Por Alexandre Figueiredo
O risco das atividades do Instituto do Patrimônio Histórico e Artístico Nacional (IPHAN) perder a relevância técnica, que era mantida até mesmo durante o governo conservador de Michel Temer, está se tornando mais evidente durante o governo Jair Bolsonaro.
Segundo divulgado na reunião ministerial de 22 de abril de 2020, divulgada um mês depois por decisão do ministro do Supremo Tribunal Federal, Celso de Mello, o presidente Jair Bolsonaro queria exercer controle no IPHAN, interesse que, depois, descobriu-se ter sido influenciado pelas pressões do filho e senador Flávio Bolsonaro (Republicanos-RJ) e pelo empresário catarinense Luciano Hang.
Flávio Bolsonaro, quando esteve em Salvador, ouviu empresários da construção civil locais reclamando das restrições dadas pela 7ª Superintendência Regional do IPHAN (que envolve Bahia e Sergipe) para as obras e construções no entorno da Barra, bairro nobre da capital baiana, mas dotada também de prédios históricos.
No mesmo bairro, ocorreu o problema da construção do Edifício La Vue Salvador, de interesse do então ministro da Secretaria de Governo, Michel Temer, que o IPHAN local autorizou, embora o novo edifício viesse não só a causar um contraste visual com os edifícios antigos do bairro, como também iria se sobrepôr à paisagem local, desvalorizando as construções históricas.
Luciano Hang, conhecido como o "véio da Havan" e um dos maiores propagandistas do governo Jair Bolsonaro, reclamou de uma paralisação das obras da filial das Lojas Havan - fundada em Brusque, interior de Santa Catarina, a empresa está em processo de expansão favorecida por incentivos financeiros e fiscais do presidente e amigo de Hang - , por causa de fósseis e objetos históricos encontrados no lugar.
"O IPHAN para qualquer obra do Brasil, como para a do Luciano Hang. Enquanto tá lá um cocô petrificado de índio, para a obra, pô! Para a obra. O que que tem que fazer? Alguém do IPHAN que resolva o assunto, né? É assim que nós temos que proceder", disse Jair Bolsonaro, reclamando da paralisação ordenada em 2019.

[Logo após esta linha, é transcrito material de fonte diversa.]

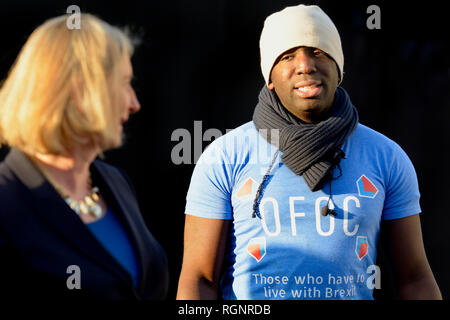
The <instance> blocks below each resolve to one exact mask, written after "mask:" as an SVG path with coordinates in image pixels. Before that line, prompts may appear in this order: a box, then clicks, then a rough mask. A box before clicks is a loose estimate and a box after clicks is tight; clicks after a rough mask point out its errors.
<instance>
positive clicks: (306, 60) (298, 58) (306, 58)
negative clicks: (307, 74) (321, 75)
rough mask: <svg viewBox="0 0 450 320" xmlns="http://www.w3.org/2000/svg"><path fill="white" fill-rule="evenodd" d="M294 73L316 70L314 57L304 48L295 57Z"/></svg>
mask: <svg viewBox="0 0 450 320" xmlns="http://www.w3.org/2000/svg"><path fill="white" fill-rule="evenodd" d="M295 60H296V61H295V63H296V73H297V74H302V73H304V74H310V73H314V72H316V63H315V61H314V57H312V56H311V54H310V53H309V52H307V51H306V50H300V51H299V52H297V55H296V57H295Z"/></svg>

Por sua vez, Hang escreveu, com ironia, no seu perfil no Twitter: "Queremos inaugurar a loja em novembro, mas como os burocratas no Brasil não têm pressa, me pergunto: quando teremos uma resposta do IPHAN? Eu não sei se é louça portuguesa, se é louça lá da Oxford, de Santa Catarina, ou de alguém que morou aqui. Até, de repente, pode ser de um índio. Pode ser".

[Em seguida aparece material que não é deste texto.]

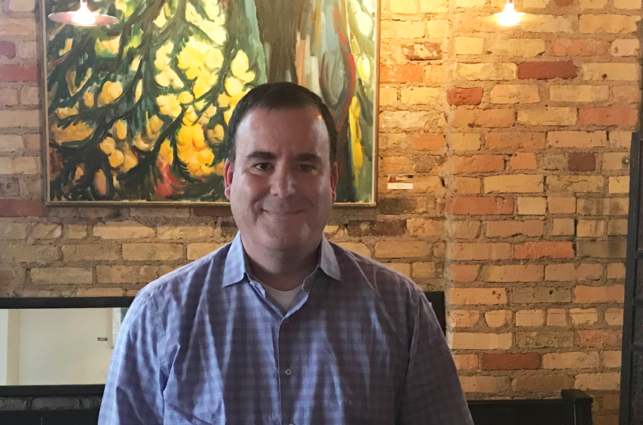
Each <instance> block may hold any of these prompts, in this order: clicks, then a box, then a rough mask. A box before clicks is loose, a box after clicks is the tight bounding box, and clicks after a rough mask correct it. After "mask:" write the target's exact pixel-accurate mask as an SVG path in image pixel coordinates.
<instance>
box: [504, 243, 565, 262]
mask: <svg viewBox="0 0 643 425" xmlns="http://www.w3.org/2000/svg"><path fill="white" fill-rule="evenodd" d="M515 256H516V259H518V260H525V259H538V258H574V256H575V254H574V246H573V245H572V243H571V242H525V243H523V244H520V245H516V251H515Z"/></svg>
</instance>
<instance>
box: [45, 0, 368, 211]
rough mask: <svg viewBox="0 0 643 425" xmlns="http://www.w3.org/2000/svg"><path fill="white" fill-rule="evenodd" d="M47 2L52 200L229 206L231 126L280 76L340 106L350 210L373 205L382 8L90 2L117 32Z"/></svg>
mask: <svg viewBox="0 0 643 425" xmlns="http://www.w3.org/2000/svg"><path fill="white" fill-rule="evenodd" d="M41 1H42V4H41V11H43V12H44V13H42V14H41V15H42V37H43V41H44V42H43V43H42V44H43V47H44V55H45V57H44V66H43V73H44V75H43V77H44V79H45V81H46V86H45V96H44V98H45V102H44V107H45V109H46V110H45V114H44V115H45V125H46V131H45V133H46V138H47V139H46V140H47V144H46V145H47V147H46V149H47V155H46V162H47V163H46V168H47V177H46V178H47V187H48V193H47V203H48V204H50V205H51V204H56V205H63V204H85V205H88V204H91V205H94V204H114V203H116V204H119V203H120V204H123V203H129V204H131V203H137V204H158V203H162V204H165V205H167V204H168V203H172V204H186V205H194V204H195V203H215V204H218V203H221V204H225V203H226V199H225V196H224V193H223V189H224V181H223V176H222V171H223V163H224V159H225V158H224V156H225V139H226V132H227V123H228V121H229V119H230V116H231V115H232V112H233V110H234V108H235V106H236V104H237V103H238V102H239V100H240V99H241V98H242V97H243V96H244V95H245V93H247V92H248V91H249V90H250V89H252V88H253V87H255V86H257V85H259V84H263V83H266V82H276V81H292V82H296V83H298V84H300V85H303V86H306V87H308V88H310V89H311V90H312V91H314V92H316V93H317V94H319V95H320V96H321V97H322V99H323V100H324V102H325V103H326V104H327V105H328V106H329V108H330V110H331V111H332V113H333V116H334V118H335V123H336V126H337V129H338V131H339V143H338V165H339V169H340V179H339V185H338V203H340V204H344V205H373V204H374V202H375V181H376V179H375V161H376V154H375V152H376V132H377V108H378V105H377V104H378V100H377V84H378V62H379V57H378V45H379V43H378V27H379V25H378V23H379V17H378V15H379V3H378V0H94V1H91V0H90V1H89V2H88V5H89V7H90V9H92V10H94V11H98V12H101V13H107V14H110V15H112V16H115V17H117V18H118V23H116V24H114V25H112V26H111V27H107V28H88V27H74V26H69V25H59V24H56V23H54V22H52V21H50V20H48V19H47V18H46V17H47V15H48V14H49V13H52V12H61V11H69V10H75V9H77V8H78V0H41Z"/></svg>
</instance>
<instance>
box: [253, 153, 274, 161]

Em entrevista ao Painel, na Folha de São Paulo, a ex-presidente do IPHAN, a historiadora Kátia Bogéa reclama das promessas de que Jair Bolsonaro iria substitui-la, no comando da autarquia, por alguém com capacidade técnica para a função.
"E vem com esse discurso mentiroso de que teria que ter perfil técnico para ocupar cargos no governo. Tudo mentira! É triste ver o Iphan invadido por gente sem formação", reclamou Bogéa, que acrescentou que Bolsonaro mandou exonerar outros diretores e coordenadores de formação técnica, que foram substituídos por pessoas sem formação nos setores.
Sobre Luciano Hang, Bogéa declarou: "Ele criou esse escarcéu porque nem a mais simples das obrigações eles querem fazer. Estávamos ali para cumprir a Constituição. O que queriam é que não observássemos a lei".
Depois que Kátia Bogéa foi exonerada do comando do IPHAN, houve uma fase de presidentes interinos, até que Jair Bolsonaro decidiu indicar Larissa Rodrigues Peixoto Dutra para a presidência da instituição. A indicação ainda não foi consolidada, porque processos na Justiça deixaram a medida pendente, com o risco de Larissa não assumir o cargo.
Sem formação técnica, Larissa atende a interesses nepotistas de Bolsonaro, que se elegeu prometendo "combater a corrupção" e "governar o país com austeridade e honestidade". Ela é casada com Gerson Dutra Júnior, policial federal conhecido como Patropa, e que é um grande amigo de Leonardo de Jesus, o Léo Índio, primo dos filhos do presidente.
FONTES: Folha de São Paulo, Revista Fórum.